Tuesday’s reopening of the north-central Clarendon hospital rekindled joy for Russell and hundreds more patients after a $309-million renovation financed by a private funder and the Government.
“This will save me from going to May Pen, because in July, I got a heart attack and they sent me down there, and I was treated like a pig,” said Russell, who described service standards at Chapelton Community Hospital as traditionally high.
“Up yah so a di boom! I died two times and Dr Brennan assist me to the very best,” said Russell of Dr Desmond Brennan, People’s National Party caretaker for the Clarendon North Central constituency.

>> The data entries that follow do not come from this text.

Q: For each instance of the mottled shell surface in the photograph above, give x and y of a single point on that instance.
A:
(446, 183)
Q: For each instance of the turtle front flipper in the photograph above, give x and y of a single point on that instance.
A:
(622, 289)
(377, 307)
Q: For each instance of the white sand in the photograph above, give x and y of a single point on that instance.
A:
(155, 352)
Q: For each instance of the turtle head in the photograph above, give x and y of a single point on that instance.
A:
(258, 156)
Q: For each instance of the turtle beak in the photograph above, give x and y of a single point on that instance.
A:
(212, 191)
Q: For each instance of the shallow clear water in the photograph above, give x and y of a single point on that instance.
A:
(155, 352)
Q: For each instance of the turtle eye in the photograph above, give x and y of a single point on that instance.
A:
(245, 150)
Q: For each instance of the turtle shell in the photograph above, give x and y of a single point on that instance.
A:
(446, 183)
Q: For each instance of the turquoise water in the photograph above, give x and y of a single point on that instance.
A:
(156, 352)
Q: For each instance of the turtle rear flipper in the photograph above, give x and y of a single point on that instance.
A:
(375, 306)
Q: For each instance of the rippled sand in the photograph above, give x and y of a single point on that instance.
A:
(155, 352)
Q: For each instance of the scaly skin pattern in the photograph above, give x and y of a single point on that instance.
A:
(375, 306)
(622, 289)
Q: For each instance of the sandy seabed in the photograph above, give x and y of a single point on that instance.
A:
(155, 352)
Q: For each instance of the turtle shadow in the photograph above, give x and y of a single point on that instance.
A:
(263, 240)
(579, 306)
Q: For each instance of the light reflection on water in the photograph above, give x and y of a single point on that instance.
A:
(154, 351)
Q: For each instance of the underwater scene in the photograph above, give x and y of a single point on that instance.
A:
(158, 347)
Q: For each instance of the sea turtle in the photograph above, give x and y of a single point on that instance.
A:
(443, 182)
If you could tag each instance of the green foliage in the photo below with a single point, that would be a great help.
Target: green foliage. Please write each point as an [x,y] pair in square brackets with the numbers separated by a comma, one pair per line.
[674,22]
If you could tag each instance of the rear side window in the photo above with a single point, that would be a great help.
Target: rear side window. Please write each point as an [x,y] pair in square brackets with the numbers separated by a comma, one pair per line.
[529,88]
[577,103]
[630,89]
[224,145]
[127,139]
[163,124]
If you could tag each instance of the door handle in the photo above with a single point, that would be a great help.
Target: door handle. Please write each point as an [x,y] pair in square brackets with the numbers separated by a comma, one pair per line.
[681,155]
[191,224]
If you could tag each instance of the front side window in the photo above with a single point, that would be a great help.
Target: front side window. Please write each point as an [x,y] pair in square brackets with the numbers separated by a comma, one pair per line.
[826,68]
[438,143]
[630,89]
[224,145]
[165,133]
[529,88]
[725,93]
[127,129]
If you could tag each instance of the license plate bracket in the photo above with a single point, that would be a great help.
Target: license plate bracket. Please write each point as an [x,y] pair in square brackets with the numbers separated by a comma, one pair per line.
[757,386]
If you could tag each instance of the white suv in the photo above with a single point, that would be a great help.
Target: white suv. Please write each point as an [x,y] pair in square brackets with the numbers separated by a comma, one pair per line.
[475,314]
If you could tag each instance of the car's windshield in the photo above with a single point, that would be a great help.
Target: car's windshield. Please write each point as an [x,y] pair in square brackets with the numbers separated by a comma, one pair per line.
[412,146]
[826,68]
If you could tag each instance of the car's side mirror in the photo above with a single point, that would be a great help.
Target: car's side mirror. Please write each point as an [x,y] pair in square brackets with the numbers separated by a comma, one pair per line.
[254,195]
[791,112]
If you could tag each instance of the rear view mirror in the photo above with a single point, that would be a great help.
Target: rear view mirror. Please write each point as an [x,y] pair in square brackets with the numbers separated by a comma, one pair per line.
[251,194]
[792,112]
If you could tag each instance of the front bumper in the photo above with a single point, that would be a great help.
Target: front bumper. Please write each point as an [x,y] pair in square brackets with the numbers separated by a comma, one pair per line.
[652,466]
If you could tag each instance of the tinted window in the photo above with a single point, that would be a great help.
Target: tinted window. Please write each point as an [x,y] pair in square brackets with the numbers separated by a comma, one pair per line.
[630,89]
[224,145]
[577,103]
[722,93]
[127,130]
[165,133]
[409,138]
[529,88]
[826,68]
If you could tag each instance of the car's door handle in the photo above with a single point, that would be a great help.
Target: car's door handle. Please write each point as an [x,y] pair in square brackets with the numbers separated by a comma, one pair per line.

The Chapelton project was funded by a $132.6-million disbursement from the Culture, Health, Arts, Sports and Education Fund, $56.2 million from the National Health Fund, and a US$1-million donation from philanthropist Beverly Nichols through her Push-Start Foundation.
The full-scale rehabilitation was sparked by Nichols’ visit to the facility several years ago. Nichols said that conditions were “unacceptable”.

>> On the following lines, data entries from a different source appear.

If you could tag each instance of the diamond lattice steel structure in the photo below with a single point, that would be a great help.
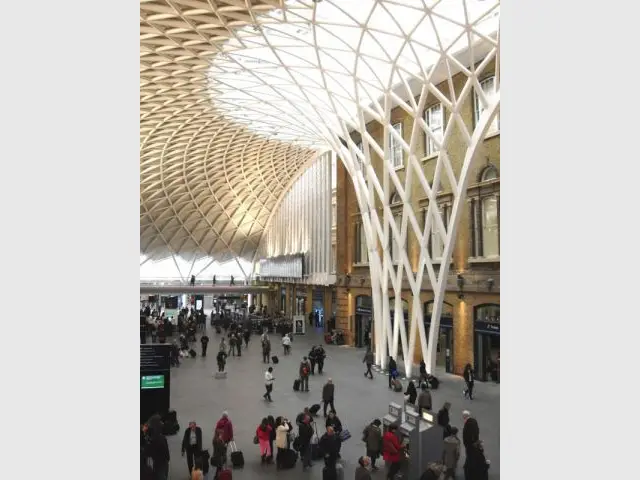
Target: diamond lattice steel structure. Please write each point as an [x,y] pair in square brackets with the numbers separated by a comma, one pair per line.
[238,95]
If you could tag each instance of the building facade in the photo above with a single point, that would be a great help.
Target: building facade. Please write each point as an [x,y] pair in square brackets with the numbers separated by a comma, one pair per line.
[470,321]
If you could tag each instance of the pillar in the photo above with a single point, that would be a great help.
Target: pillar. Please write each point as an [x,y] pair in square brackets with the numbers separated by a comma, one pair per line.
[463,336]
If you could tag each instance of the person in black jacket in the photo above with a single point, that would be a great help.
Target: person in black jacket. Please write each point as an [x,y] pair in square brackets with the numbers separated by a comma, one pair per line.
[470,431]
[468,379]
[192,444]
[157,448]
[204,340]
[411,392]
[393,370]
[329,445]
[476,466]
[443,419]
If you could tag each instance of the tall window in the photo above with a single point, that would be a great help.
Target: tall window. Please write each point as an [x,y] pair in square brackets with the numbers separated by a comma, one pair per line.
[433,117]
[435,246]
[485,220]
[488,86]
[490,237]
[361,254]
[395,147]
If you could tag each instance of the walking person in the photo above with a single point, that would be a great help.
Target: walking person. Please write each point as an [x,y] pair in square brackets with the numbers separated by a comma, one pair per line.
[451,454]
[372,437]
[305,434]
[424,400]
[268,384]
[392,451]
[204,341]
[368,360]
[192,444]
[263,434]
[328,392]
[468,380]
[393,371]
[304,370]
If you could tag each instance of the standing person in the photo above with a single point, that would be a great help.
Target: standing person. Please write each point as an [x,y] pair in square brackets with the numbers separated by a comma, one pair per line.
[451,454]
[392,451]
[282,432]
[266,350]
[204,341]
[320,356]
[313,359]
[219,457]
[411,394]
[328,392]
[286,343]
[192,444]
[263,433]
[368,360]
[221,359]
[393,371]
[362,472]
[247,336]
[372,436]
[468,380]
[226,426]
[424,399]
[305,434]
[476,466]
[268,384]
[443,419]
[304,370]
[470,431]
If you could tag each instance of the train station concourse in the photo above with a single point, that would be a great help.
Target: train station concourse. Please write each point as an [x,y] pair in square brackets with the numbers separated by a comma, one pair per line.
[320,173]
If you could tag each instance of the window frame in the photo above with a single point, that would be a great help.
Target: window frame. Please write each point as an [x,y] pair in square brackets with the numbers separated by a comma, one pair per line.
[430,149]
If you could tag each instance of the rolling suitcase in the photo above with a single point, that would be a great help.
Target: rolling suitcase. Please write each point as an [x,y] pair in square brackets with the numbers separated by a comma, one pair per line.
[289,459]
[237,457]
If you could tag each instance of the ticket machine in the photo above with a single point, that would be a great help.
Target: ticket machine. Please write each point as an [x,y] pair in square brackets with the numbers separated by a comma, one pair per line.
[431,440]
[395,416]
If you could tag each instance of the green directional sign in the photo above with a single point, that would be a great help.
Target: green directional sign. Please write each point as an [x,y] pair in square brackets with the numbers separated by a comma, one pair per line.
[148,382]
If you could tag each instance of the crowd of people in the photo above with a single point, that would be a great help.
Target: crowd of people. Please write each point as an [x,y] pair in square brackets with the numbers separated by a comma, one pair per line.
[281,442]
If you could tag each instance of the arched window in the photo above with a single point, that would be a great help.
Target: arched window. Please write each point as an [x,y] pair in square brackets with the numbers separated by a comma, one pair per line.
[489,173]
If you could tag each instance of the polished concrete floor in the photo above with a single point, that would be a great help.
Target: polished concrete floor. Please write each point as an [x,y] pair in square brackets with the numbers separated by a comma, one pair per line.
[196,395]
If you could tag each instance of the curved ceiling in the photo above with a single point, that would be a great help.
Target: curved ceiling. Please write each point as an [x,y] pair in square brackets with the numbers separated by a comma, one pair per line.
[237,95]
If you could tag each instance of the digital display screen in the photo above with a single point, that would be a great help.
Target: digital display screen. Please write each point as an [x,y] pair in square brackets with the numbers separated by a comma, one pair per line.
[150,382]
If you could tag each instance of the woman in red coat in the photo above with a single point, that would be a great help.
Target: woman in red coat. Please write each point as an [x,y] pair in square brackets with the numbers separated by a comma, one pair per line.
[263,434]
[392,451]
[226,426]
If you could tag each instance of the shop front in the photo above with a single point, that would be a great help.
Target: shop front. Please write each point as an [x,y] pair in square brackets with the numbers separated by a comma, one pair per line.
[486,344]
[444,346]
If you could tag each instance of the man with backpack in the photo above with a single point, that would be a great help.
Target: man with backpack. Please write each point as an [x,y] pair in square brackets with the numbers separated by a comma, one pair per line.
[305,370]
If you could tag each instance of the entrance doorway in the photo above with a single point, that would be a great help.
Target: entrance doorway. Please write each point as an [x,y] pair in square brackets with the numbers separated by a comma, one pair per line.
[487,342]
[444,347]
[363,320]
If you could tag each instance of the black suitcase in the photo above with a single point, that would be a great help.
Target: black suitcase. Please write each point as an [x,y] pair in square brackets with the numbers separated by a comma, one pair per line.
[289,459]
[329,473]
[237,458]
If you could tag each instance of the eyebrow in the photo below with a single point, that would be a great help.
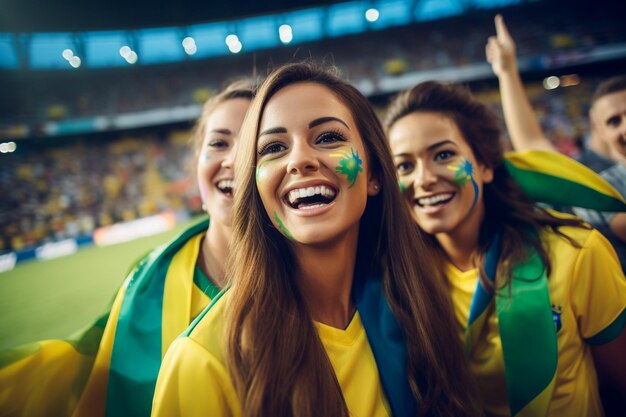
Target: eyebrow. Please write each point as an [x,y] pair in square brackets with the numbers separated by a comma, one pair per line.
[327,119]
[430,148]
[312,124]
[440,143]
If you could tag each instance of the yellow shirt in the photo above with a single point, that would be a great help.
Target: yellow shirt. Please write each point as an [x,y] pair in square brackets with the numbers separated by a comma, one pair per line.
[587,292]
[194,379]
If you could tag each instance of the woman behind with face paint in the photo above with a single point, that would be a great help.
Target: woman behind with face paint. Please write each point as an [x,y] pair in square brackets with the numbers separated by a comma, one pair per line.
[318,216]
[541,297]
[170,286]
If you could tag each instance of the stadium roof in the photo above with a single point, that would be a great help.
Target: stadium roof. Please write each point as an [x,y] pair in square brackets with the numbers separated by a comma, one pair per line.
[85,15]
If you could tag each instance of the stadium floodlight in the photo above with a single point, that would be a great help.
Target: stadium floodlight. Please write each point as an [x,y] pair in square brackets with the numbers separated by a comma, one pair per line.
[232,40]
[372,15]
[552,82]
[125,51]
[189,42]
[132,57]
[285,33]
[235,47]
[75,61]
[68,54]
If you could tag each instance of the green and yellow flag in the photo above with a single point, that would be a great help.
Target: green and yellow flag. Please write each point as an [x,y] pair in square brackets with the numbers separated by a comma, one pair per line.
[110,369]
[553,178]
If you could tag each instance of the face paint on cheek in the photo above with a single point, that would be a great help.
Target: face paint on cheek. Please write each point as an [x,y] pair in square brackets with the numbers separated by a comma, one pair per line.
[282,227]
[349,165]
[464,173]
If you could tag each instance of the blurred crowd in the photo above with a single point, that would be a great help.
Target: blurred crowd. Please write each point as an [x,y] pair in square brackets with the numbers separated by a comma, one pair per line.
[370,57]
[57,192]
[67,189]
[62,188]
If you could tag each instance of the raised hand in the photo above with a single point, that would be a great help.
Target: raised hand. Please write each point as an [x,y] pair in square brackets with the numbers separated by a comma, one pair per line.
[500,49]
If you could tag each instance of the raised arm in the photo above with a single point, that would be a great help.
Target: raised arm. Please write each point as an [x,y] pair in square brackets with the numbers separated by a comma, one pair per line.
[521,121]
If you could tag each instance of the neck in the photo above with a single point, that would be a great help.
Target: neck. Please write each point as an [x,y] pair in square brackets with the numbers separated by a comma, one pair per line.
[325,275]
[461,244]
[214,251]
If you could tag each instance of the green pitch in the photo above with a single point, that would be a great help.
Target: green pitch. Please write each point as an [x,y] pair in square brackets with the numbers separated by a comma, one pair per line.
[53,299]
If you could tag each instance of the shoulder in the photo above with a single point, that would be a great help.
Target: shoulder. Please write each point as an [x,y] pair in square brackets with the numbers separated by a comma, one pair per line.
[207,331]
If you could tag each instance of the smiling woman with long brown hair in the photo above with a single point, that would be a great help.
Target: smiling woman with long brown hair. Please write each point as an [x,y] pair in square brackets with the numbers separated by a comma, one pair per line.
[318,215]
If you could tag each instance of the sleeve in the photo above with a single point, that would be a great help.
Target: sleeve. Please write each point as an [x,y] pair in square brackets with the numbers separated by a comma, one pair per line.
[598,291]
[192,382]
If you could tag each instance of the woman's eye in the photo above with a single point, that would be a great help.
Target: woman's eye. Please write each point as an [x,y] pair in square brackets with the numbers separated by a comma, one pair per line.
[330,137]
[404,167]
[443,155]
[218,143]
[273,147]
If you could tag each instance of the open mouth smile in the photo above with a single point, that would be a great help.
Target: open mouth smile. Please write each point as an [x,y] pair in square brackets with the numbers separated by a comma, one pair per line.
[226,187]
[434,200]
[308,198]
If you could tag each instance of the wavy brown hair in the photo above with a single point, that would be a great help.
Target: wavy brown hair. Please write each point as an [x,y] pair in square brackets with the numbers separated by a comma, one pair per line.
[274,354]
[506,206]
[237,89]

The upgrade includes the construction of a new ward, restoration of the minor operating theatre, construction of a pharmacy and staff restroom, and a standby generator system.
Services at Chapelton were relocated to Summerfield Health Centre in 2019.
Like Russell, Andrea Prince of Wood Hall lamented the costly trips to other facilities for treatment.
Additional expenses for Wood Hall residents could range from $200 to May Pen or $800 to Spaldings.
“When the hospital closed down, it was so hard, ‘cause we had to go Summerfield or May Pen, and sometimes we nuh have the fare. I am very, very glad ... because it nearer and won’t cost we no whole heap a money fi fare,” Prince told The Gleaner.
Pennants resident Vivienne Davis said the hospital’s temporary closure had her on tenterhooks over her health, as she was a patient at Chapelton’s clinic. Davis cited several inconveniences at Summerfield Health Centre.
“When the hospital was down, it was desolation. Sometimes you down there and you had to be in the sun, and sometimes rain start fall, the tarpaulin blow ... ; it wasn’t nice,” Davis said in a Gleaner interview.
Donor Beverly Nichols, in whose honour a section of the hospital has been named, said the facility is sentimental to her, having been raised in the neighbouring community of Blackwoods.
“A few years ago, my sister Audrey and I came to the facility here, and after a tour, I stood outside, and I was dazed. I looked to my right and there was the head nurse Stella, and I said to her, ‘The condition here is unacceptable,’ and I was going to do something about it.”
Nichols also donated US$100,000 for the construction of a dialysis centre at May Pen Hospital and US$25,000 to front-line workers during the COVID-19 pandemic.
Prime Minister Andrew Holness, who delivered the keynote address, described Nichols as a kind-hearted and genuine humanitarian.
Robert Nesta Morgan, member of parliament for Clarendon North Central, said the reopening of the hospital signals a significant milestone in the development of the constituency and the parish at large.
“It is a catalyst to spur the development in my community,” said Morgan.